Cost - It will close if not the same or a little more as a Angi motor, but and here is the big thing no chain or sprockets to buy and all that related hardware and welding.

You will get a completed wheel cross 2 spokes if possible, definitely on 17 and 18 inch rims, custom torque arm (send me pictures of the bike) free interface plate for a Disc rotor (Disc rotor not included in price) and free tech support for the wheel and also free support on the complete electrical system for basically for as long as you use the wheel.

One more side benefit the first batch of motor I order will have machined side covers (not casted) If you want a collectors series motor so to speak (not really) then this is your chance after this I hope to be going to castings. Also this first shipment is coming to me by air shipping and all the related added expense that brings.

If you want to start out slow (speed wise) then I can offer a 18 fet 72 volt controller set for 80 amps battery current. The Kelly is my controller of choice.

Full spec's will be on my web page if my daughter ever finishes it.

Lead time about 4 weeks, could be quicker but this is what I'll quote right now.


Two things are stopping me from taking deposits right now

1) I haven't finished the testing of this new stator yet
2) My daughter hasn't finished my E-comerence web page yet, she promised me by the end of the weekend.

I hope this helps and gives everyone more to think about.

Rim size needed or I know I'll order all the wheels with the wrong rims.

Mark
 
Thanks, Mark. I don't yet have a donor bike, but I'm looking, so I guess I'm open as to what size rim to get. Which do you think is more popular? I'm afraid I don't what most motorcycles use. I know there's probably lots of factors and lots of choices, but i'm not sure what I need. If it is more related to the style of bike, like an enduro-style, or one of the "crotch rocket" types, I can say it won't be the latter. :) I won't be doing any road racing, or trail riding, I just want a fairly lightweight "street bike". I will fill every nook and cranny with as many a123 cells as I can get to fit, mainly to get as much range as I can. I already have plenty of ebikes that will get me around town. What I need is something to get between towns. :) Actually, what I want is to go from my house, which is in Orange County, down to our condo in San Diego, which is about 50 miles, pretty much all freeway (I5...).

Anyway, I'll try and check out what is the more common size for the style of donor bike I'm looking at.

-- Gary
 
Having also built Hobby Brushless DC motors, I too believe that the angle of the stators on that prototype motor is off considerably. It makes zero sense to have one stator overlapping 2 others! If it the video has a stator like that one, then we're going to have one high performance motor once the stator is corrected.

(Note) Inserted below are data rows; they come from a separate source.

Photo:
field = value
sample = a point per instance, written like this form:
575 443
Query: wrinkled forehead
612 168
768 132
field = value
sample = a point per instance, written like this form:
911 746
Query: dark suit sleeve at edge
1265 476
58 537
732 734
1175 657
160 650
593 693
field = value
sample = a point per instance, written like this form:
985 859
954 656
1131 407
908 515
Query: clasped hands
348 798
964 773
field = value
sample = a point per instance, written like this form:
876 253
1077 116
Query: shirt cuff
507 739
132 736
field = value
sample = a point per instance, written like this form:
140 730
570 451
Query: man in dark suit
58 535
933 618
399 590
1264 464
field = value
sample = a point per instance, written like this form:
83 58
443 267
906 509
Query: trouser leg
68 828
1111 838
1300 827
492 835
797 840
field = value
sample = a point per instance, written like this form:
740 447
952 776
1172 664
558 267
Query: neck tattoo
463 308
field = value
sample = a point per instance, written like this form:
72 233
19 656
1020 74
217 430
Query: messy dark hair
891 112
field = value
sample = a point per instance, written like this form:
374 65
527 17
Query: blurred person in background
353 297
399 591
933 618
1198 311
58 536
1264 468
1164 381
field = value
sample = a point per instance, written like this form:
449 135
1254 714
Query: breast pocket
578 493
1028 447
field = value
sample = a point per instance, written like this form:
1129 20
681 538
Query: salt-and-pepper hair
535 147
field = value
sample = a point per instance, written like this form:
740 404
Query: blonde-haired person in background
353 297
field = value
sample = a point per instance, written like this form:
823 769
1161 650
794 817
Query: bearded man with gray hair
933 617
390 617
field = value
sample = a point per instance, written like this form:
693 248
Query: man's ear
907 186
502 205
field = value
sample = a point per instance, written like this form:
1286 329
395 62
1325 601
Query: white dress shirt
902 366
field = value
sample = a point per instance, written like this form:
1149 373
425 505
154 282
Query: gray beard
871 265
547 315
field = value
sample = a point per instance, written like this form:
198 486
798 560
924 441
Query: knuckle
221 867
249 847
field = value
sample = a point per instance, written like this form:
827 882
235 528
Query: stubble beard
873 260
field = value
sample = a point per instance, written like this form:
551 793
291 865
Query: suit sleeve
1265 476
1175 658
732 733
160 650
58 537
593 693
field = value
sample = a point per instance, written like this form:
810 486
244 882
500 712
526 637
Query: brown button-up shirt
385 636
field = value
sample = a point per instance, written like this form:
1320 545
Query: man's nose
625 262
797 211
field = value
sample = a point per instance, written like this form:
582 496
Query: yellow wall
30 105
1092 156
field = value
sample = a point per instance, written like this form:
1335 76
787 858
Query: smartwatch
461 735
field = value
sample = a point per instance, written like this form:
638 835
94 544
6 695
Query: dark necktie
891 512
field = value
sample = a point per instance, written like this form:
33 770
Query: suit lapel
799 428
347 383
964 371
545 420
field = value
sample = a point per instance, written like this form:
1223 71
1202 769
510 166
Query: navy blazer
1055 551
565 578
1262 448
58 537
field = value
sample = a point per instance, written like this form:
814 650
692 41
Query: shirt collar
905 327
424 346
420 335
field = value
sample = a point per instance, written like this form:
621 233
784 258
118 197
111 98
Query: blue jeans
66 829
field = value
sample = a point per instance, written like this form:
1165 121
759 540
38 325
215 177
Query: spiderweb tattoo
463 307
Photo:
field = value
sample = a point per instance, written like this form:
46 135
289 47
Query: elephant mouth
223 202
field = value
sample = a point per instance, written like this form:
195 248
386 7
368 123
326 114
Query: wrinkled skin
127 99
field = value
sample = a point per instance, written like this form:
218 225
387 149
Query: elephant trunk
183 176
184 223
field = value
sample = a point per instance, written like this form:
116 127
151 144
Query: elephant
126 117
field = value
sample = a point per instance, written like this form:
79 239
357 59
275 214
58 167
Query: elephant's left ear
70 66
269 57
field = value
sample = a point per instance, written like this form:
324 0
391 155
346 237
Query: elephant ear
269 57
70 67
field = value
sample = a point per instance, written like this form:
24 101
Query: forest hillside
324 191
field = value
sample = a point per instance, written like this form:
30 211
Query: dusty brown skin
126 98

Mark: I'd be interested in either the 17 or 18" versions. I don't have a donor bike yet, so don't know exactly which one I'd buy. However if the cost is competitive with the Angi, I'll be in for at least one. Thanks very much for the ballpark numbers, that helps me a lot!

-Jim
 
kingjamez said:
Having also built Hobby Brushless DC motors, I too believe that the angle of the stators on that prototype motor is off considerably. It makes zero sense to have one stator overlapping 2 others! If it the video has a stator like that one, then we're going to have one high performance motor once the stator is corrected.

Mark: I'd be interested in either the 17 or 18" versions. I don't have a donor bike yet, so don't know exactly which one I'd buy. However if the cost is competitive with the Angi, I'll be in for at least one. Thanks very much for the ballpark numbers, that helps me a lot!

-Jim

You guys are right about the angle I got to thank you all for the tip. I am so focused on the interface of the wheel to the bike and just assumed Xlyte knew how to make a motor that I didn't think to study the stator in that much detail in fact until I got the new stator I hadn't seen a stator for the 602 separated from the rotor.
Thanks Luke and Jim and others for the heads up.